Workplace & Trade Unions

GKN: Car workers fight against offshoring and climate change

05 October 2021

By Joe Crathorne

Faced with the threat of their factory closing, 550 Unite members at GKN’s Chester Road plant in Erdington, Birmingham voted by 95% in a 95% turnout for strike action.

The strike was due to commence on 27 September – but with less than a week to go before the action it was suspended. Strikes will now start on 16 October if no agreement is reached.

The parent company, venture capitalist and renowned asset-stripper Melrose, plans to offshore production to Poland or France in spring 2022. The workers – all skilled and highly productive engineers – are committed to taking all-out continuous strike action to prevent this.

Alternative plan

The plant makes drivelines for cars produced at Jaguar, Land Rover, Nissan and Toyota. Currently 90% of its output is for use in combustion engines, but the workers want to switch to production for electric vehicles.

They have written a 90-page alternative plan, which convenor Frank Duffy has called ‘an echo of the 1976 Lucas Plan, when shop stewards at Lucas Aerospace, also in Birmingham, proposed converting their plant to socially useful products,’ adding, ‘if we want to see a green future for the UK car industry and save our skilled jobs, we couldn’t leave it to our bosses and had to take matters into our own hands’.

Unfortunately the union didn’t exactly ‘take matters into their own hands’. Instead they drew up their plan with local management and in consultation with the big car manufacturers. It guarantees production targets, productivity and profits for the bosses. In the end it relied on subsidies from the Tory government, which it has so far shown no interest in granting.

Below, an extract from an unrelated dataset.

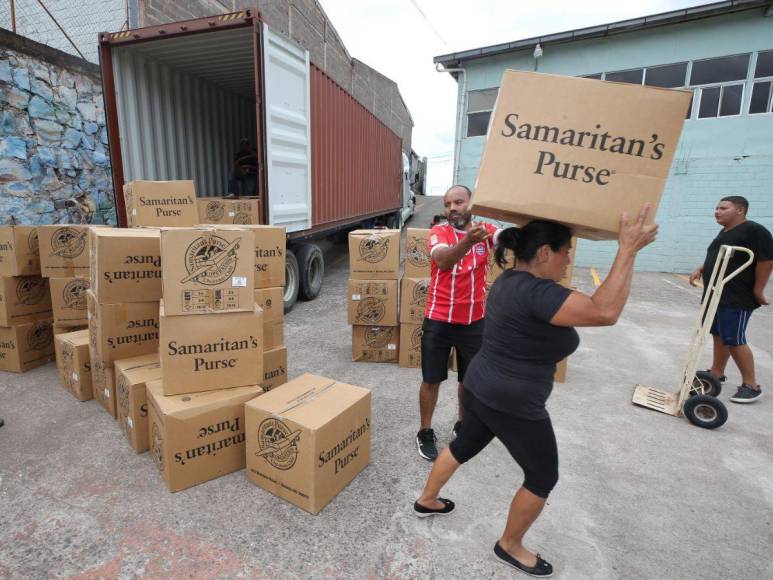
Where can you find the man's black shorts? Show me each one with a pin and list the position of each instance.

This shows that workers cannot rely on the bosses, the government or the market to make the transition to sustainable technologies. Only the class struggle can secure that by fighting for workers’ control and nationalisation.

Where next?

Sharon Graham has given vocal support for her members at GKN Birmingham, saying. ‘We will not stand by and let this employer offshore British jobs without a fight.’ However, action speaks louder than words.

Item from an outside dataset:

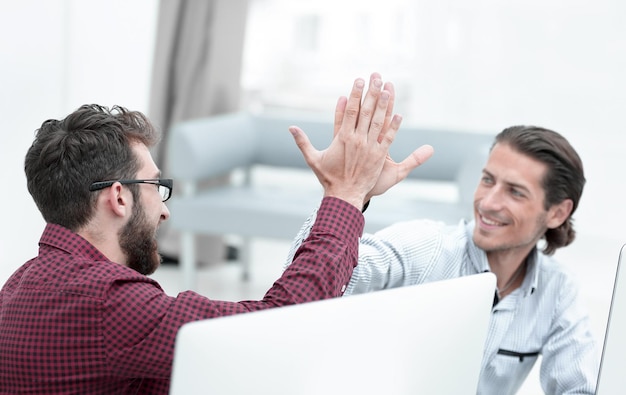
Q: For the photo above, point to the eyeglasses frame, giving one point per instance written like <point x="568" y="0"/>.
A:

It is unclear if Graham has played any role in the dispute beyond this. It appears Des Quinn, national officer for the automotive industries, and assistant general secretary Steve Turner have been responsible for the cross-class strategy and calling off the strike for more talks.

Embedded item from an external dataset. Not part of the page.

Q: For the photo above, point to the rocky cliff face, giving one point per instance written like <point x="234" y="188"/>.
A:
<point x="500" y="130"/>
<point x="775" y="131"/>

But the GKN engineers must now rely on their own strength and that of other workers in the industry. The first step is to ensure the strike takes place on 16 October. If there are any signs of management starting to remove machinery, the workers should turn the strike into an occupation.

At the same time they should approach other Unite workers in the supply chain, especially those at Jaguar, Toyota and Nissan for solidarity. None of these workers’ jobs are safe. The Birmingham engineers should also make links with GKN metalworkers in Italy, who are fighting the same battle against cuts and closures.

Finally they should reject the idea of collaboration with the bosses, who have brought the plant to its knees. Instead of ‘alternative plans’ they should demand the company’s full nationalisation, without compensation to the carpetbaggers, and that it should be run under their, the workers’ control. Only this way can jobs be saved permanently and the timely transition to electric vehicles secured.